The committee says Judge Todd Markle, who oversaw the case, and the court are homophobic for allowing the prosecution to use “bigoted language” in open court, “asking every witness if the term “faggot” was offensive or just a synonym for other “non-offensive” terms like “pussies,” “bitches,” or “nigger.” (Markle was not immediately available for comment on Friday. We’ll update if we hear back.)

A statement issued by O’Donovan after his sentencing, was posted on the group’s website:

My name is Luke O’Donovan. In the early morning of January 1st, 2013, I was attacked by a group of men at a party because of my sexuality. In an attempt to defend myself from the attack I thought could end my life I stabbed 5 of them, while also being stabbed 3 times myself. It is regrettable that anyone had to come to harm, but given the choice of whether to lose my life to a hateful attack or fight for the chance to live, I will always choose the ferocious refusal to go quietly into the night. This refusal was not fueled by hate for my attackers, but by my love for life. It is this passion for life that came in conflict with my attackers, and this same passion that was arrested by the cops and is being punished by the courts. It is this passion that they are trying to chain, to cage, to rehabilitate me away from, but it is this passion that will pull my gaze — always forward — through the dark. I can already glimpse the light at the end of the tunnel. I’ll be home soon.

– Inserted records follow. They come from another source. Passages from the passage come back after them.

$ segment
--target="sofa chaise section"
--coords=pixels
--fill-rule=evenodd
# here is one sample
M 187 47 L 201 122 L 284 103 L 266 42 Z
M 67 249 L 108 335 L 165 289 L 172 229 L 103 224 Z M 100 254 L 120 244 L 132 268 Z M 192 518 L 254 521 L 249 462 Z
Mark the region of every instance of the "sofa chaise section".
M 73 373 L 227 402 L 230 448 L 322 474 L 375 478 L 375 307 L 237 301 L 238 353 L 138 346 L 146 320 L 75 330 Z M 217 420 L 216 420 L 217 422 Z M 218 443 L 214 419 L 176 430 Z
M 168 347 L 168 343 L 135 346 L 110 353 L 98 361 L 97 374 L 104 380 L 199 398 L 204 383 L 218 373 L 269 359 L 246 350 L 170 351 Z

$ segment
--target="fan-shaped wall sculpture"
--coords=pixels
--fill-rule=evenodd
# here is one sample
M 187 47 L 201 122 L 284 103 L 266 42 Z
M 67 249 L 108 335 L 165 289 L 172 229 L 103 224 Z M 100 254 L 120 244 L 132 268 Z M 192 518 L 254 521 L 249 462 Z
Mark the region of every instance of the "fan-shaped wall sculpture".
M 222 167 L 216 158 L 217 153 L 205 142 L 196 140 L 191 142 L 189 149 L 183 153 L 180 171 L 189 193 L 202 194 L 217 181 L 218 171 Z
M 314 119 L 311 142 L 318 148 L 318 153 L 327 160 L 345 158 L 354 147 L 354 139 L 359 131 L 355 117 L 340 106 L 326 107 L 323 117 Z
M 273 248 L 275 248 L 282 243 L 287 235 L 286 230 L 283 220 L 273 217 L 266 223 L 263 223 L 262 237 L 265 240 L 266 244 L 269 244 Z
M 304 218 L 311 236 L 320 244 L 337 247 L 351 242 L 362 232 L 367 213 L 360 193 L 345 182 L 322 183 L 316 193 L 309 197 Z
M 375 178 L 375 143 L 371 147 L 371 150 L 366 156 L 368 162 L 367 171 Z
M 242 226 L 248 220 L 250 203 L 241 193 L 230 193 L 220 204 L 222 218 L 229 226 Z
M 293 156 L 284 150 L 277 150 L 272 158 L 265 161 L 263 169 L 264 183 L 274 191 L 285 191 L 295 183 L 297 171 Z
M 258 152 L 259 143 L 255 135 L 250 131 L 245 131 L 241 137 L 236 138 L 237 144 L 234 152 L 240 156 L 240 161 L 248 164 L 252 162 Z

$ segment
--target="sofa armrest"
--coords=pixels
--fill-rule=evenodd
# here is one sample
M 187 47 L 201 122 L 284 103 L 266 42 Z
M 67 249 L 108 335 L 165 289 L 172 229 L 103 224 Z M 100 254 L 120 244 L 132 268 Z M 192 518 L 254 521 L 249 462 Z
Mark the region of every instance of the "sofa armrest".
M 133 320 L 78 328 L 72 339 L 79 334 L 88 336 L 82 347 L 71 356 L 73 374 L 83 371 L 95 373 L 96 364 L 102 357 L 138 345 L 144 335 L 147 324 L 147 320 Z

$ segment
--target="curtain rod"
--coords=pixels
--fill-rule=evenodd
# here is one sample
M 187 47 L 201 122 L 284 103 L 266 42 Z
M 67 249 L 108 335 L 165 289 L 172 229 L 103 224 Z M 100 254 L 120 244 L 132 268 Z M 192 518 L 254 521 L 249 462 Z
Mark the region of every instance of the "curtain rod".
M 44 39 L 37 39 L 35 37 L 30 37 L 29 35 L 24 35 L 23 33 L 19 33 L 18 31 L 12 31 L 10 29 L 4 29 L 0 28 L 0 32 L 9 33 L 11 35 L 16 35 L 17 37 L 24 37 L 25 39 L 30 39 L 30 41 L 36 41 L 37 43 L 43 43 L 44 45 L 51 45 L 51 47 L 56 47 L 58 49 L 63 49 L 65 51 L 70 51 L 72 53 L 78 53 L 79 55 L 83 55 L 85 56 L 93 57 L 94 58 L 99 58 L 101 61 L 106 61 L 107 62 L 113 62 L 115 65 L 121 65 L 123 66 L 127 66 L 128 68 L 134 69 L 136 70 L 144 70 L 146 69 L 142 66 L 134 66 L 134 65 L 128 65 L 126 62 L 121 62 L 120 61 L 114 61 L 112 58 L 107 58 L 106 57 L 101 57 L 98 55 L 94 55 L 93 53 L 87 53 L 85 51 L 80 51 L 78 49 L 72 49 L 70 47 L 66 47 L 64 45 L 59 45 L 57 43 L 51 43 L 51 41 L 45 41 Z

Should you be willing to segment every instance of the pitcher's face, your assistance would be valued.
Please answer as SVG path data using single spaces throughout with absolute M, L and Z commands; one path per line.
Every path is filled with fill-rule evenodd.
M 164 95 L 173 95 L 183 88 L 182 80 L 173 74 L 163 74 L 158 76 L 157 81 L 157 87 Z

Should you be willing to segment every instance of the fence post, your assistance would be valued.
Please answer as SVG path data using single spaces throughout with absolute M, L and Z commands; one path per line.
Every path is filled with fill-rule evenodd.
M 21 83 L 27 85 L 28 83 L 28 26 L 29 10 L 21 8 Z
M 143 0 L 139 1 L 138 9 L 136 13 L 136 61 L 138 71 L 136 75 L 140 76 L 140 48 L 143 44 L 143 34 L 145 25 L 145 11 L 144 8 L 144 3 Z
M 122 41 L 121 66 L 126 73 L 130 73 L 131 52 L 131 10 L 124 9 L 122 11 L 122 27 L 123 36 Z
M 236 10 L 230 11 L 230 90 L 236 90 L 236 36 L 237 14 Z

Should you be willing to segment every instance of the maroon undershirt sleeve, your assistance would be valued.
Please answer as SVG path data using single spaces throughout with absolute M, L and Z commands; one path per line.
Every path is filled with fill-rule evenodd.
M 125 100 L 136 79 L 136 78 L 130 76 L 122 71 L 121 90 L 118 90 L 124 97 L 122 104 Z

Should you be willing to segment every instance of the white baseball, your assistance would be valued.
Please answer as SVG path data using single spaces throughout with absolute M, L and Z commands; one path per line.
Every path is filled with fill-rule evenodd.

According to reports, O’Donovan will serve two years in prison and eight years on probation. Just before reading O’Donovan’s sentence, the support committee says, Markle added a punishment: banishment from all of Georgia except for Screven County while he serves on probation. The archaic practice basically exiles a person from a certain place. Georgia is one of more than 10 states where the punishment is allowed in some form.

The committee wants the judge to toss out the criminal banishment while O’Donovan is on probation.